Nan Goldin is not only known for her art, but also for her social commitment. In 2017, she founded the P.A.I.N. (Prescription Addiction Intervention Now) initiative, which draws attention to the Sackler family’s role in the opioid crisis. Goldin’s activism has contributed to many museums removing the Sackler name from their spaces. This fight against social injustice is also reflected in her works, which often highlight the perspectives of people who are on the margins of society.

The connection between Nan Goldin and Berlin goes back a long way. As early as 1986, her work The Ballad of Sexual Dependency was shown at the Arsenal cinema, and in 1991 she moved to the city on a DAAD scholarship. In interviews, she repeatedly emphasized how much she felt at home in Berlin: “The best years of my life were here in Berlin,” she said in 2010. This emotional connection makes the Berlin exhibition a special highlight of her retrospective. With its emotional depth, political commitment and unique aesthetic, Nan Goldin’s retrospective at the Neue Nationalgalerie impressively demonstrates why she is one of the most important artists of our time. The exhibition is not only a retrospective of an impressive body of work, but also a wake-up call about how closely art and social reality are linked.

In addition to the exhibition at the Nationalgalerie, a planned symposium is causing controversy. Since October 7, 2023, the Berlin art scene has been characterized by deep tensions, which have been intensified by many heated and emotional discussions. In this cultural climate, the exhibition threatens to trigger further conflicts after the accompanying symposium, characterized by cancellations and cancellations, is unlikely to take place. The implementation of the symposium has been debated for months. The debate shows how political conflicts are increasingly becoming part of the cultural discourse and dividing the art world.

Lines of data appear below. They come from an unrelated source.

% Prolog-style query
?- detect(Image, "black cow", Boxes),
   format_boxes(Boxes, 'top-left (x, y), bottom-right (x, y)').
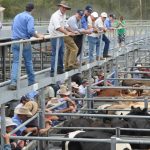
top-left (61, 117), bottom-right (94, 134)
top-left (62, 130), bottom-right (131, 150)
top-left (125, 106), bottom-right (150, 149)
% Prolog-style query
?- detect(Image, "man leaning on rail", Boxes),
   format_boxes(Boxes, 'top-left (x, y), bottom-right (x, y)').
top-left (48, 0), bottom-right (74, 77)
top-left (8, 2), bottom-right (44, 90)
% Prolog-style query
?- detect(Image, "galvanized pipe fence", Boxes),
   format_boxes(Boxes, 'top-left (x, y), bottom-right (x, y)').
top-left (0, 25), bottom-right (150, 149)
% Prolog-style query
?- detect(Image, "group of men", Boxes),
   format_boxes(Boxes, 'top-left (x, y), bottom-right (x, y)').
top-left (8, 1), bottom-right (115, 90)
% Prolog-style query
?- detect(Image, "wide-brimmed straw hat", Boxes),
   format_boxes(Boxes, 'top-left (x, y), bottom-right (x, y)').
top-left (57, 0), bottom-right (71, 10)
top-left (0, 117), bottom-right (17, 129)
top-left (24, 101), bottom-right (38, 116)
top-left (71, 82), bottom-right (79, 89)
top-left (46, 97), bottom-right (61, 108)
top-left (14, 107), bottom-right (32, 117)
top-left (58, 85), bottom-right (71, 95)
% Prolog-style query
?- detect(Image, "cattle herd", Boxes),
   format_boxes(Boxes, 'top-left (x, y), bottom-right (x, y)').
top-left (60, 107), bottom-right (150, 150)
top-left (57, 78), bottom-right (150, 150)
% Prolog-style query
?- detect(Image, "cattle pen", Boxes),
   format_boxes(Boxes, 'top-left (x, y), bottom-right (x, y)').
top-left (1, 22), bottom-right (150, 150)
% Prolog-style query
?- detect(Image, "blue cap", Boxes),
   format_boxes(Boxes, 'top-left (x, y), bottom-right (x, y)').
top-left (85, 5), bottom-right (93, 13)
top-left (77, 10), bottom-right (84, 16)
top-left (25, 91), bottom-right (39, 100)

A catalog will be published as part of the exhibition: a limited edition in nine volumes documenting all of Nan Goldin’s slide shows and multimedia projects. This collection is supplemented by texts by various authors who present their perspectives on the artist’s impressive work. Both the exhibition catalog and the book series are produced in cooperation between Moderna Museet and Steidl Verlag.